Se levantó con un suspiro y caminó hacia la estantería. Dejó la pluma con cuidado sobre el escritorio, como si temiera que el mero contacto prolongado lo delatara como un impostor. De entre los libros, tomó un ejemplar antiguo: Crónicas de los Reinos del Norte. Aún conservaba la dedicatoria infantil escrita con tinta marrón. “Para el mejor hermano del mundo.”
Era irónico. Aquel libro se lo había regalado él mismo a su hermano mayor cuando eran niños.
Fue una tarde fría, poco después de su clase de Historia del Derecho. Al subir al piso superior del castillo, lo vio: su padre salía de la habitación de su hermano con el rostro severo, el ceño fruncido, los pasos pesados. En el umbral, justo cuando Edrian III desaparecía por el pasillo, un objeto salió volando desde el interior: el libro. El mismo que ahora tenía en las manos.
Lo había lanzado su hermano.
El golpe contra la piedra resonó como un trueno en el silencio. Rowen, confundido, se apresuró a recogerlo, pero cuando levantó la vista, encontró una mirada que jamás olvidaría. Era odio, puro y ardiente, como si aquel libro, aquel gesto inocente de cariño fraternal, se hubiera transformado en veneno.
No entendió el porqué hasta que su padre lo llamó a su despacho esa misma noche. Ahí lo supo.
El peso del futuro, la corona, y todas las cadenas invisibles que lo acompañaban habían caído sobre sus hombros. Desde entonces, el libro fue más una herida que un recuerdo. Era la prueba muda de una traición que él no había cometido, pero por la cual pagaba cada día. Su hermano nunca volvió a dirigirle la palabra, incluso estando frente a frente.
Rowen cerró el libro con un leve golpe y soltó un suspiró.
Tenía que reunirse con el rey.
Cruzó el salón con paso decidido. El eco de sus botas resonó en el mármol, acompañado por el murmullo distante de los criados. En cada pared colgaban retratos de los antiguos monarcas de Lysvalen, figuras imponentes que lo observaban desde la eternidad.

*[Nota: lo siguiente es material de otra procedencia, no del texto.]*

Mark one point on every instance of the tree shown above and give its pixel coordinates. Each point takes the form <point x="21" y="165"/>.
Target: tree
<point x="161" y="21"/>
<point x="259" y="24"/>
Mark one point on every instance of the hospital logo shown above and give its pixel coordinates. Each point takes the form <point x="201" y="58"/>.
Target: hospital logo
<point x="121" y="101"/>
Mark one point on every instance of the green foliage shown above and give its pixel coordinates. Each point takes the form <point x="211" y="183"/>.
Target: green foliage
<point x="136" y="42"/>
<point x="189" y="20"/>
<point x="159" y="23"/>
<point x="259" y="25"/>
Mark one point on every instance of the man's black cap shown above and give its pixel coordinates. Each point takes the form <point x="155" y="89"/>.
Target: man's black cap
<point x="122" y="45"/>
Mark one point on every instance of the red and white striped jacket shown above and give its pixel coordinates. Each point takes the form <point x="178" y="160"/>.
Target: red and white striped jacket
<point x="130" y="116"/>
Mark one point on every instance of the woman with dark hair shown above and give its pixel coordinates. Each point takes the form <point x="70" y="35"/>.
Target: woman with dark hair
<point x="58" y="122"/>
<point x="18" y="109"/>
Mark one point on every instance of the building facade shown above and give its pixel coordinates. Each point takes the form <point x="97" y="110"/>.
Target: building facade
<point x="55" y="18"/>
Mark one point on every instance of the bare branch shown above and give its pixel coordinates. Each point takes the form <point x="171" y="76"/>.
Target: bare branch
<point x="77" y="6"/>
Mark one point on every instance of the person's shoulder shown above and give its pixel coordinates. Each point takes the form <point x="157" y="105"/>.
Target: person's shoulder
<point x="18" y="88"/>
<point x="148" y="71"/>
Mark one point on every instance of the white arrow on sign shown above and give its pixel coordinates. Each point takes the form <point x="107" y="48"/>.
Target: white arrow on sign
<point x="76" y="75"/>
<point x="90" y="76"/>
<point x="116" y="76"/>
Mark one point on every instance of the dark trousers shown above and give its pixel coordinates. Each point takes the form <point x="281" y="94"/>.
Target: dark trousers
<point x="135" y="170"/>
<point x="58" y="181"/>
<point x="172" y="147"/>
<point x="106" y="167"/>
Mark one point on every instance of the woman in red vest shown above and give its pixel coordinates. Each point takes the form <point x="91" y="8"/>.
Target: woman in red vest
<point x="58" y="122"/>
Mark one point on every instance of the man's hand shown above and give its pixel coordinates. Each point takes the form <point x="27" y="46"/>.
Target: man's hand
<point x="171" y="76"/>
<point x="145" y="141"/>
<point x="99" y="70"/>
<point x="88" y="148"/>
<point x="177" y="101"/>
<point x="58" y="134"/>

Todos ellos tenían la misma mirada: firme, inflexible, segura de su propósito. Rowen apartó la vista. No soportaba la comparación.
Al llegar a las puertas del estudio del rey, el guardia de turno –un hombre de rostro serio– hizo una leve inclinación.
–Su majestad lo espera, alteza --. Rowen asintió con un gesto casi imperceptible.
El guardia golpeó dos veces la puerta de madera reforzada con hierro. Desde dentro, una voz respondió brevemente. Un secretario salió con prisa, cargado de documentos, el rostro pálido de cansancio. Saludó al príncipe con una reverencia rápida.
–Su majestad lo recibirá en breve.
Mientras esperaba, Rowen se permitió observar la antesala. Una chimenea encendida mantenía el ambiente cálido. Sobre una mesa baja descansaban varias tazas a medio beber. Los consejeros murmuraban entre sí, revisando pergaminos con aire preocupado. Todo el lugar olía a papel viejo y a té amargo.
El secretario reapareció.
–El rey lo espera, mi señor.
Rowen asintió y avanzó hacia la puerta del fondo, mientras abría la puerta, pudo distinguir que el despacho del rey era un completo caos. Los papeles cubrían el suelo, las paredes estaban llenas de mapas con alfileres y líneas cruzadas. La mesa principal estaba repleta de sellos, cartas abiertas, instrumentos de escritura, y un vaso con vino medio lleno.